Created attachment 36475 [details] XSSFFont.java revised to speed hashCode, toString, and equals by ~1000 I recently discovered that when writing Excel workbooks, 75% of my CPU time was occupied by the method XSSFFont.equals. I worked around this by the following: 1) Add instance fields _hashCode and _text to XSSFFont, initially set to null. 2) When either hashCode() or toString() are called and _hashCode==null, then both _hashCode and _text are calculated and saved, and the value of _hashCode or _text are returned. 3) Set the value of each of these fields to null whenever a setter (or getCTFont) is called. 3) When equals is called, it uses the saved values of _hashCode and _text. The result is significant speed improvement of more than x1000. The following method calculates the time required to calculate font.equals(font), and the time required to calculate font.oldEquals(font) (where oldEquals is the original equals method). The results on my iMac are equals: timePerCall=139 ns oldEquals: timePerCall=216113 ns The test code is below; my revised XSSFFont.java source is attached. private static void testXSSFFontEquals(XSSFWorkbook workbook) { final int numTests = 1000; final XSSFFont font = workbook.getFontAt(0); long start = System.nanoTime(); for (int n = 0; n < numTests; ++n) { font.equals(font); } long end = System.nanoTime(); System.out.println(String.format("\r\nequals: timePerCall=%d ns", (end - start) / numTests)); start = System.nanoTime(); for (int n = 0; n < numTests; ++n) { font.oldEquals(font); } end = System.nanoTime(); System.out.println(String.format("oldEquals: timePerCall=%d ns", (end - start) / numTests)); }
Comment on attachment 36475 [details] XSSFFont.java revised to speed hashCode, toString, and equals by ~1000 Wouldn't it be better to have: private void updateHashCode() { _text = _ctFont.toString(); _hashCode = _text.hashCode(); }
I hang my head in shame; yes, of course that would be better. The whole point of this suggestion is to avoid repeating the same calculation over and over. I have made the change in my code.
Thanks David.
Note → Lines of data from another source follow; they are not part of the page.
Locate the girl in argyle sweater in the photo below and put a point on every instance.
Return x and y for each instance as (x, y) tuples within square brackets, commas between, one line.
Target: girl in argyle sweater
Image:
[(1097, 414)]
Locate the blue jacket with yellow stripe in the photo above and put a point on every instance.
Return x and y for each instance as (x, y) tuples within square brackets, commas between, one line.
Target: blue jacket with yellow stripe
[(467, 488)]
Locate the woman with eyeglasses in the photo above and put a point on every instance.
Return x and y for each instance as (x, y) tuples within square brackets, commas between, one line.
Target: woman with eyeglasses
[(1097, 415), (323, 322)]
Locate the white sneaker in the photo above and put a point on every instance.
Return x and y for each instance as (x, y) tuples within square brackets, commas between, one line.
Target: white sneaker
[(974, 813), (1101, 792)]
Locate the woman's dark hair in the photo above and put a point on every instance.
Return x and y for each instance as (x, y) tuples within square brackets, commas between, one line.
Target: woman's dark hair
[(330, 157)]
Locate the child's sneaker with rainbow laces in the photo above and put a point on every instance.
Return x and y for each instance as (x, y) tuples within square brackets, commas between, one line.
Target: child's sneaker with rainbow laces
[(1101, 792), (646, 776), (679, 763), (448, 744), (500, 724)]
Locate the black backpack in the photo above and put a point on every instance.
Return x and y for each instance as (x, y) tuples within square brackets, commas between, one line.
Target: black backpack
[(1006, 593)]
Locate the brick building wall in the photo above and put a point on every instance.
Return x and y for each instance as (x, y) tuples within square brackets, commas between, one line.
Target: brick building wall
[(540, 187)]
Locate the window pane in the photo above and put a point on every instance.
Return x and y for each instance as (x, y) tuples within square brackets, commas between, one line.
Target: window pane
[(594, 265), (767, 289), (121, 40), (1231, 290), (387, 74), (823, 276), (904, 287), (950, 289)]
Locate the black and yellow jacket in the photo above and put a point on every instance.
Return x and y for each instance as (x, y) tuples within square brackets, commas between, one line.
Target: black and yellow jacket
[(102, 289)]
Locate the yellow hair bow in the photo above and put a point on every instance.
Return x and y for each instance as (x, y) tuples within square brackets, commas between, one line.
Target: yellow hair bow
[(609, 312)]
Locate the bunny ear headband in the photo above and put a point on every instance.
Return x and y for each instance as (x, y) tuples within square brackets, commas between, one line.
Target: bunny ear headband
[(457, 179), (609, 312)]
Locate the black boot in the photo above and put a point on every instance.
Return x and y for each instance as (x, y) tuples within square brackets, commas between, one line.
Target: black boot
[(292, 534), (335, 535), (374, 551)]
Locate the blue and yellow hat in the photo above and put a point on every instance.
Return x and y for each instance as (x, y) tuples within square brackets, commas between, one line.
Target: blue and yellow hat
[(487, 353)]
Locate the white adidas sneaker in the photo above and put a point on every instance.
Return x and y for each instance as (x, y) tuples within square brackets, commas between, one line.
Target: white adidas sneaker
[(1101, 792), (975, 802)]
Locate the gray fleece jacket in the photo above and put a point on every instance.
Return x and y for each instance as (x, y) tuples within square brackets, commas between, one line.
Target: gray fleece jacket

I'm still a little bit worried that the old code and the new code are a little flawed in that the hashCode logic is meant to match the equals logic, ie if you change state that means the equals state will change should mean that the hashCode changes.
PJ, Thank you for taking the time to look at this. The only time that the behavior of equals() changes is when the value of _text changes. The only time that _text changes is when updateHashCode() is called, and the only time that happens is when hashCode() or toString() are called after there is a change of state. Thus, the only time that the behavior of equals() changes is when _hashCode has been recalculated, and the only time that _hashCode is recalculated is after a change of state. Does that address your concern?
I found a bug in my proposed code for XSSFFont.equals. If hashCode() had not been called before calling equals(), a NullPointException would have been thrown. The code below replaces the reference to _hashCode with a call to hashCode() @Override public boolean equals(Object o) { if (this == o) { return true; } if (!(o instanceof XSSFFont)) { return false; } //if (_hashCode != o.hashCode()) { if (hashCode() != o.hashCode()) { return false; } XSSFFont cf = (XSSFFont) o; return toString().equals(cf.toString()); }
Unfortunately your changed file contains many unrelated code-style changes, are you able to produce a patch with only the changes that are necessary?
Created attachment 36483 [details] XSSFFont.java with code-style changes reverted This is the same as the original patch, but with the code style changes reverted and one bug fixed. • Every tab character in the file has been replaced with 4 spaces • The references to _hashCode in equals() has been replaced by calls to hashCode()
Sorry, but this is still not better, there are still many changes, it seems long-lines are cut, e.g. * By default, Microsoft Office Excel 2007 uses the Calibri font in font size 11 becomes * By default, Microsoft Office Excel 2007 uses the Calibri font in font * size 11 in your file. Also things like * @param font CTFont become * @param font * CTFont These make reviewing the patch hard. Maybe you can adjust your IDE settings to not reformat the code and then send the changes as a minimal patch, see http://poi.apache.org/devel/guidelines.html#SubmittingPatches for how you can create those.
Created attachment 36487 [details] Patch directly from version 4.0.1 This version of the patch was generated as follows: 1) Download poi source into Eclipse using git. 2) Create a branch at tag REL_4_0_1 3) Make changes in XSSFFont.java 4) Commit changes I have compared the code to tag REL_4_0_1, and verified that the only changes are those associated with the bug fix.
The attachment is not a patch file - it is a very out of date java file. I also wonder why we need to optimise the equals and hashCode. I ran some of the XSSFWorkbook unit tests and found no evidence of repeated calls to XSSFFont.equals. I think it would be better to track down the use case where the excessive calls to equals are made and to try to avoid repeated equals calls if possible. In theory, if we have a use case for calling equals a lot on our XSSF classes, then we have a potential issue on many other XSSF classes.